What a GIS would usually do would be materializing the arc/node 
geometrical relationship into a simple attribute-based relationship, 
i.e. storing the start/end node id in the arc. In our example, we 
would like to store the Junction id in the startJunction / 
endJunction attributes of the RoadElement Feature. Once that topology 
is validated, the network can be navigated simply by non-geometric 
attribute, i.e. ID lookup. Otherwise, every time I need to grep the 
start Junction of a given RoadElement I have to perform a query with 
the intersect operator between the first coordinate of the 
RoadElement geometry and the geometry of Junctions.

> Now, a topology whould combine the geometry (in mathematical sense)
> and some special rules into topological objects that would take care
> about validation and what is possible, without Features and attributes
> and such getting involved primarily. Features would work as above.

I'd like to discuss more about "topological objects", maybe you are 
thinking about something similar to org.geotools.graph?

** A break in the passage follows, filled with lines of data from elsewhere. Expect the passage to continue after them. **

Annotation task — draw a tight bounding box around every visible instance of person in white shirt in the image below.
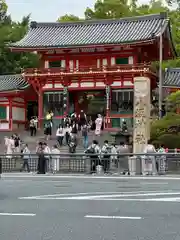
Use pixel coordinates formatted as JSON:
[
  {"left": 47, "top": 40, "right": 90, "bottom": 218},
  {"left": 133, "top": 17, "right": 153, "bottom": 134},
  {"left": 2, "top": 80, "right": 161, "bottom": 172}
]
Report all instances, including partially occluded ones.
[
  {"left": 56, "top": 125, "right": 65, "bottom": 147},
  {"left": 51, "top": 145, "right": 60, "bottom": 173},
  {"left": 43, "top": 143, "right": 52, "bottom": 172},
  {"left": 95, "top": 114, "right": 103, "bottom": 136},
  {"left": 142, "top": 140, "right": 157, "bottom": 175},
  {"left": 64, "top": 124, "right": 72, "bottom": 145}
]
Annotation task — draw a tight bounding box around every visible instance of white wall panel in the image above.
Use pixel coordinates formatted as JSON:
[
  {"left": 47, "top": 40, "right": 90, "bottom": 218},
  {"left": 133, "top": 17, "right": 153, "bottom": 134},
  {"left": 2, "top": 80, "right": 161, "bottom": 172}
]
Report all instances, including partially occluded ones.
[
  {"left": 0, "top": 123, "right": 9, "bottom": 130},
  {"left": 12, "top": 107, "right": 25, "bottom": 121}
]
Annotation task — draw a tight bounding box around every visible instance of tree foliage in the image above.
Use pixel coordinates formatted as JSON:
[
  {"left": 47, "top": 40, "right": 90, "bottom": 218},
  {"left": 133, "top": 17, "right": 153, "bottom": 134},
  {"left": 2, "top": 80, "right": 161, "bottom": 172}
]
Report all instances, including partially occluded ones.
[
  {"left": 0, "top": 0, "right": 39, "bottom": 74},
  {"left": 151, "top": 113, "right": 180, "bottom": 149},
  {"left": 57, "top": 14, "right": 80, "bottom": 22}
]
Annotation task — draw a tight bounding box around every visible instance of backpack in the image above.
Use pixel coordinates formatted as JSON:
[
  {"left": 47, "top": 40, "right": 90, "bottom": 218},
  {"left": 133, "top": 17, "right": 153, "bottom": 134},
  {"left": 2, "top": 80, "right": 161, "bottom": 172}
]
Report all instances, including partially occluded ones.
[
  {"left": 14, "top": 138, "right": 19, "bottom": 147},
  {"left": 87, "top": 147, "right": 96, "bottom": 154},
  {"left": 104, "top": 146, "right": 111, "bottom": 158},
  {"left": 82, "top": 127, "right": 88, "bottom": 137},
  {"left": 58, "top": 128, "right": 63, "bottom": 134}
]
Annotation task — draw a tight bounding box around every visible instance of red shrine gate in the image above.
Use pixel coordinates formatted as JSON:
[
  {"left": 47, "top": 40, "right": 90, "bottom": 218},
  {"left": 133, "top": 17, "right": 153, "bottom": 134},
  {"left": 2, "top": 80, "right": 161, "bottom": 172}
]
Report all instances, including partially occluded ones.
[{"left": 5, "top": 13, "right": 174, "bottom": 128}]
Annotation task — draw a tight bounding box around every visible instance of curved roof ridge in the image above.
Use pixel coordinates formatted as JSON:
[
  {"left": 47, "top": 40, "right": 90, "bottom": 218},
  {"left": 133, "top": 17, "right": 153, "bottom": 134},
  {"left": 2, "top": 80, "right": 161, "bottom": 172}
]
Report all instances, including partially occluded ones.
[{"left": 30, "top": 12, "right": 168, "bottom": 28}]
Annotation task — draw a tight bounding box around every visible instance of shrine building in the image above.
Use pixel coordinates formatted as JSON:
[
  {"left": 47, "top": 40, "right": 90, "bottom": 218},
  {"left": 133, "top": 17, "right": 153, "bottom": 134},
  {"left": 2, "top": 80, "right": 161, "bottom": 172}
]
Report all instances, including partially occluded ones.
[{"left": 0, "top": 13, "right": 175, "bottom": 131}]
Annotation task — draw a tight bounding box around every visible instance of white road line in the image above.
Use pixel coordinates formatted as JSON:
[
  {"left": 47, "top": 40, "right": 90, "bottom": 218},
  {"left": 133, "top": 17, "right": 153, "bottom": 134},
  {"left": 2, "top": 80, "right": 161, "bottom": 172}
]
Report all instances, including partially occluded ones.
[
  {"left": 2, "top": 174, "right": 180, "bottom": 181},
  {"left": 84, "top": 215, "right": 142, "bottom": 220},
  {"left": 94, "top": 197, "right": 180, "bottom": 202},
  {"left": 0, "top": 213, "right": 36, "bottom": 217},
  {"left": 140, "top": 182, "right": 169, "bottom": 185},
  {"left": 18, "top": 191, "right": 165, "bottom": 200}
]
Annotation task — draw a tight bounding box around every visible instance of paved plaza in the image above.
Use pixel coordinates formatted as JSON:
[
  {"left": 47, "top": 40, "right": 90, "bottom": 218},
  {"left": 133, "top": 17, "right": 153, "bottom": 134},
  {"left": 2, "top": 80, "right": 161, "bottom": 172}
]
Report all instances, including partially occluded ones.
[{"left": 0, "top": 174, "right": 180, "bottom": 240}]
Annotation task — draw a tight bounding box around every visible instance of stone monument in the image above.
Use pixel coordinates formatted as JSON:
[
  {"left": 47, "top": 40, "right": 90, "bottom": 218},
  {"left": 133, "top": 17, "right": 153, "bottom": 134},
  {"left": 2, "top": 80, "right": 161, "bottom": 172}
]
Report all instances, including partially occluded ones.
[{"left": 131, "top": 77, "right": 151, "bottom": 172}]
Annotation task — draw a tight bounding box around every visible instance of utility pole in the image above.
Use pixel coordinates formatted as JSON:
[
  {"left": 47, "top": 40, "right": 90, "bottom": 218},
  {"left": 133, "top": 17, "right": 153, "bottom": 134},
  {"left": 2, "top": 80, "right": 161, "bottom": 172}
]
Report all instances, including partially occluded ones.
[{"left": 158, "top": 27, "right": 163, "bottom": 118}]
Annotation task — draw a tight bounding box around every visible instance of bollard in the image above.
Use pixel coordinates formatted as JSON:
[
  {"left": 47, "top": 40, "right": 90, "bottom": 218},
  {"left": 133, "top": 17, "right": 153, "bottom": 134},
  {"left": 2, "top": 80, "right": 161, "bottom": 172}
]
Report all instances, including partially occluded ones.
[
  {"left": 128, "top": 156, "right": 137, "bottom": 176},
  {"left": 0, "top": 158, "right": 2, "bottom": 177},
  {"left": 96, "top": 165, "right": 104, "bottom": 175}
]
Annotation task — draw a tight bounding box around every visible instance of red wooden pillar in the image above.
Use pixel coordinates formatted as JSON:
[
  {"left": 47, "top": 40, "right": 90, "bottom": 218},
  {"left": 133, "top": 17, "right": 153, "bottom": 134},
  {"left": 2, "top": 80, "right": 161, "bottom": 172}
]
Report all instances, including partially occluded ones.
[
  {"left": 8, "top": 97, "right": 13, "bottom": 131},
  {"left": 38, "top": 89, "right": 43, "bottom": 129}
]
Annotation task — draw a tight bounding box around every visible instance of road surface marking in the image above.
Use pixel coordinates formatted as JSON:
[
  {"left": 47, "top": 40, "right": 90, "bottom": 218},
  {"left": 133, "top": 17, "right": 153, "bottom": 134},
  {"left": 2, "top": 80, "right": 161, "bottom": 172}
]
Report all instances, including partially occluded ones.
[
  {"left": 84, "top": 215, "right": 142, "bottom": 220},
  {"left": 2, "top": 174, "right": 180, "bottom": 181},
  {"left": 140, "top": 182, "right": 169, "bottom": 185},
  {"left": 18, "top": 191, "right": 165, "bottom": 200},
  {"left": 0, "top": 213, "right": 36, "bottom": 217},
  {"left": 29, "top": 192, "right": 180, "bottom": 200}
]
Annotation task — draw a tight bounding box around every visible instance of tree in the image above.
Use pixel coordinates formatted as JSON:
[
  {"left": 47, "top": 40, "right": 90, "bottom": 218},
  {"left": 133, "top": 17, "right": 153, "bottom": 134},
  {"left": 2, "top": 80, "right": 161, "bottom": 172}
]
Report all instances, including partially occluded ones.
[
  {"left": 166, "top": 91, "right": 180, "bottom": 113},
  {"left": 0, "top": 9, "right": 39, "bottom": 74},
  {"left": 151, "top": 113, "right": 180, "bottom": 149},
  {"left": 84, "top": 0, "right": 132, "bottom": 19},
  {"left": 57, "top": 14, "right": 80, "bottom": 22}
]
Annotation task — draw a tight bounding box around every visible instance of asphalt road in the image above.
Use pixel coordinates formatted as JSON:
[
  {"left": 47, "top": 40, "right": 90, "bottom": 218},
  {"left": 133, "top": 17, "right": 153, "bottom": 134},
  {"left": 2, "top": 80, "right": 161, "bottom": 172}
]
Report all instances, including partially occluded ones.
[{"left": 0, "top": 175, "right": 180, "bottom": 240}]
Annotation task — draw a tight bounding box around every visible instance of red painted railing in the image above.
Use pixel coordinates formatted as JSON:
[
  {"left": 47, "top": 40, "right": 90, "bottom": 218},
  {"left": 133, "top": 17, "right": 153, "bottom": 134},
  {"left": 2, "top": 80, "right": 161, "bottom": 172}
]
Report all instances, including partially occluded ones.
[{"left": 23, "top": 64, "right": 154, "bottom": 76}]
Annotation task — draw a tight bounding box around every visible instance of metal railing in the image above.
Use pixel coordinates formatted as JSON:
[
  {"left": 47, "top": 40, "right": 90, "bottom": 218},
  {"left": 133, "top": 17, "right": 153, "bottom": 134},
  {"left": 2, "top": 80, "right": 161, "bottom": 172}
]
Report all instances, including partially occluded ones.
[
  {"left": 0, "top": 153, "right": 180, "bottom": 175},
  {"left": 23, "top": 63, "right": 154, "bottom": 77}
]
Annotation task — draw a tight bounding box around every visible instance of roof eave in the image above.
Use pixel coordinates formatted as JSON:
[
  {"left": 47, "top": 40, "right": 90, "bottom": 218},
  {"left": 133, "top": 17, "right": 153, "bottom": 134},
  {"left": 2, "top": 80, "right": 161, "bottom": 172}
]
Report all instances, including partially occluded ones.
[{"left": 9, "top": 38, "right": 155, "bottom": 51}]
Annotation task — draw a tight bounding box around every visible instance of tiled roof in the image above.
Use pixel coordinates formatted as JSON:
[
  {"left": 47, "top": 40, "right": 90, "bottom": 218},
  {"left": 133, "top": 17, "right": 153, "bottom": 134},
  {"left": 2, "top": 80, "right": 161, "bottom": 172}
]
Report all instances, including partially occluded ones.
[
  {"left": 10, "top": 13, "right": 171, "bottom": 48},
  {"left": 0, "top": 74, "right": 29, "bottom": 92},
  {"left": 163, "top": 68, "right": 180, "bottom": 88}
]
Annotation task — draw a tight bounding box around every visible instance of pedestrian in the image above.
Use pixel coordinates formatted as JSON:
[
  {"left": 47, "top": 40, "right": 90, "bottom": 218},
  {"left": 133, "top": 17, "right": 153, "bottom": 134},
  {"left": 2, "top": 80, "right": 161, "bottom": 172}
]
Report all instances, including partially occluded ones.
[
  {"left": 157, "top": 145, "right": 166, "bottom": 175},
  {"left": 95, "top": 114, "right": 103, "bottom": 136},
  {"left": 85, "top": 140, "right": 101, "bottom": 173},
  {"left": 82, "top": 124, "right": 88, "bottom": 149},
  {"left": 29, "top": 117, "right": 36, "bottom": 137},
  {"left": 56, "top": 124, "right": 65, "bottom": 147},
  {"left": 36, "top": 142, "right": 46, "bottom": 174},
  {"left": 117, "top": 142, "right": 129, "bottom": 174},
  {"left": 78, "top": 110, "right": 87, "bottom": 131},
  {"left": 21, "top": 144, "right": 31, "bottom": 172},
  {"left": 44, "top": 120, "right": 52, "bottom": 141},
  {"left": 43, "top": 142, "right": 52, "bottom": 172},
  {"left": 51, "top": 145, "right": 60, "bottom": 173},
  {"left": 13, "top": 133, "right": 21, "bottom": 154},
  {"left": 64, "top": 123, "right": 72, "bottom": 145},
  {"left": 141, "top": 140, "right": 157, "bottom": 175},
  {"left": 101, "top": 140, "right": 111, "bottom": 173},
  {"left": 68, "top": 134, "right": 77, "bottom": 153}
]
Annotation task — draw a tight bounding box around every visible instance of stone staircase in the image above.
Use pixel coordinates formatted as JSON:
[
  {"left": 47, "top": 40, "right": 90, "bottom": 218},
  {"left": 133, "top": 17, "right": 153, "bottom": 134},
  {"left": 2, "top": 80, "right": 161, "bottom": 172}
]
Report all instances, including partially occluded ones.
[{"left": 0, "top": 129, "right": 114, "bottom": 153}]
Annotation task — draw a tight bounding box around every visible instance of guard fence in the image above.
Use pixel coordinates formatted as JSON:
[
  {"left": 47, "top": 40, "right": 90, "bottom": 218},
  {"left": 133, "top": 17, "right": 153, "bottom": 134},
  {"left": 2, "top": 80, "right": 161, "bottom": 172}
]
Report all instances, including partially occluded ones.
[{"left": 0, "top": 153, "right": 180, "bottom": 175}]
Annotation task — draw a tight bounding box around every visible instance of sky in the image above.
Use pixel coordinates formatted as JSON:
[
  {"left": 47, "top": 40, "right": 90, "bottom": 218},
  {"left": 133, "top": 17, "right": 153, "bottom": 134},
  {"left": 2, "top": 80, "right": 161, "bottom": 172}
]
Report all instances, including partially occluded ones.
[{"left": 6, "top": 0, "right": 95, "bottom": 22}]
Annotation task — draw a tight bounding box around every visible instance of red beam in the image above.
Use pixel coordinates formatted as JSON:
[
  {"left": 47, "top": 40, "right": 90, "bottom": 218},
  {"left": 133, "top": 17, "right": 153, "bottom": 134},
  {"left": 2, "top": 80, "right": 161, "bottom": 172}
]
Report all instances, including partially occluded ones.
[{"left": 10, "top": 39, "right": 155, "bottom": 52}]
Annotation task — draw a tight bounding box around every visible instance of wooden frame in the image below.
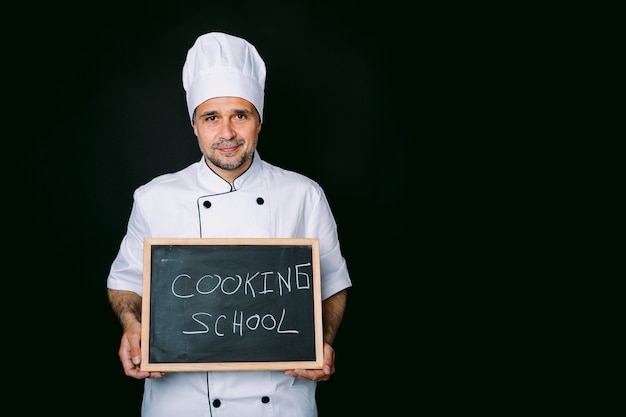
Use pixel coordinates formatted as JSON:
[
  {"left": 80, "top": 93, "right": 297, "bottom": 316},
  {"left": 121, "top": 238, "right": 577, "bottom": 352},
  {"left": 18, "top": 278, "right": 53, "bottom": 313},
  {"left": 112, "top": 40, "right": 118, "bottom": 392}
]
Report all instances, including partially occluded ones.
[{"left": 141, "top": 238, "right": 323, "bottom": 372}]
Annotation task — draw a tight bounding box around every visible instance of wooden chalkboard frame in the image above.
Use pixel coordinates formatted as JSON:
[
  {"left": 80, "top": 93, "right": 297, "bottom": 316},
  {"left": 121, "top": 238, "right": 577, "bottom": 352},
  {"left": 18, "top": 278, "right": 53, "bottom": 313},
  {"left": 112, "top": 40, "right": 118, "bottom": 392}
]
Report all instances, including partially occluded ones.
[{"left": 141, "top": 238, "right": 323, "bottom": 372}]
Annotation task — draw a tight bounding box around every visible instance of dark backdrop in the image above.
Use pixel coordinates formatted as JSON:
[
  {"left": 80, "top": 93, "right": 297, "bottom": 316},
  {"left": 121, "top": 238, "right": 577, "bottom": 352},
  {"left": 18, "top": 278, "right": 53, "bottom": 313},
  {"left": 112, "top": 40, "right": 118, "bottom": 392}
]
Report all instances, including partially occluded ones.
[{"left": 20, "top": 1, "right": 414, "bottom": 417}]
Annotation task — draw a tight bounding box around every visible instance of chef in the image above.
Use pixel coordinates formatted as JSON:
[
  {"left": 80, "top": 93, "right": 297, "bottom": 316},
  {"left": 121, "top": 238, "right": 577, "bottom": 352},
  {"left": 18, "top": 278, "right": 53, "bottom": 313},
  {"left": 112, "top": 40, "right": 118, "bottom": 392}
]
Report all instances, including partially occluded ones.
[{"left": 107, "top": 32, "right": 352, "bottom": 417}]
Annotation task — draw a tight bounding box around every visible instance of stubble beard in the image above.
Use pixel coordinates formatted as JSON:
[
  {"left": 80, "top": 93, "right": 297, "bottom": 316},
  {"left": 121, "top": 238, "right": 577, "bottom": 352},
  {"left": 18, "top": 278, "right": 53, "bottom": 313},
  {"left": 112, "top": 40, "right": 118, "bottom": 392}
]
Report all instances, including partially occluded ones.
[{"left": 205, "top": 151, "right": 254, "bottom": 171}]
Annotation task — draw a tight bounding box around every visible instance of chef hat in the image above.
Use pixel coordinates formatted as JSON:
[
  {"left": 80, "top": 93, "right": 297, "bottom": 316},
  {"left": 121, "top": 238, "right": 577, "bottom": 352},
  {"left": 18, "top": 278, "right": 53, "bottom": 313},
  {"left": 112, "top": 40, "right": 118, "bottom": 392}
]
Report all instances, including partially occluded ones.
[{"left": 183, "top": 32, "right": 265, "bottom": 120}]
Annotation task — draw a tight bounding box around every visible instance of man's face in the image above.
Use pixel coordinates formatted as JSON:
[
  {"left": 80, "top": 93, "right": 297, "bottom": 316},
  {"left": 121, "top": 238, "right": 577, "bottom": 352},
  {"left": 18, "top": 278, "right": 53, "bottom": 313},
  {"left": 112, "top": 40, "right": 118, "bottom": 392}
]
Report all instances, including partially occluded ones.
[{"left": 193, "top": 97, "right": 261, "bottom": 181}]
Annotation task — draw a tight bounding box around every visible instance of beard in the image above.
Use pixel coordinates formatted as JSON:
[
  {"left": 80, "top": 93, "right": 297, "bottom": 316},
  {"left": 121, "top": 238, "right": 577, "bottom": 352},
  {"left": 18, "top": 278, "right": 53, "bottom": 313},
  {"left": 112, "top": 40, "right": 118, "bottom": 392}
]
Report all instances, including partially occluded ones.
[{"left": 204, "top": 150, "right": 254, "bottom": 171}]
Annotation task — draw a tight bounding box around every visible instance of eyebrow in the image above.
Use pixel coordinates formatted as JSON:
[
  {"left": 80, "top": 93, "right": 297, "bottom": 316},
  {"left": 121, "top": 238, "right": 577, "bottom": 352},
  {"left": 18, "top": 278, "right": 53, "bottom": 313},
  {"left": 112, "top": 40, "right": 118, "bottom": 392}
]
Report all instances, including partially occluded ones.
[{"left": 199, "top": 109, "right": 252, "bottom": 117}]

I don't agree that features don't get involved. First, you need to 
know which Feature is topologically correct or not; moreover, you 
could have topological check that take into account non-geometric 
attributes, for example: intersections not at the endpoint of two 
RoadElements are allowed if one of them has the Boolean attribute 
"onBridge" set to true.

> In my understanding the (spatial?) "relation" of features to each
> other is managed in one central object (the "topology"?), which could
> maybe become incorporated into a FeatureCollection?

You're right, topology is something which works at the "collection" 
level. It would be great working at some abstraction level like a 
"FeatureRelator" object which can define the way features are related 
to each others in terms of geometries and non-geometric attributes.

I promised to start a wiki page with topology use cases. This could 
be a good starting point so we can see what we need for building 
topology, what use we plan to make of it and so on.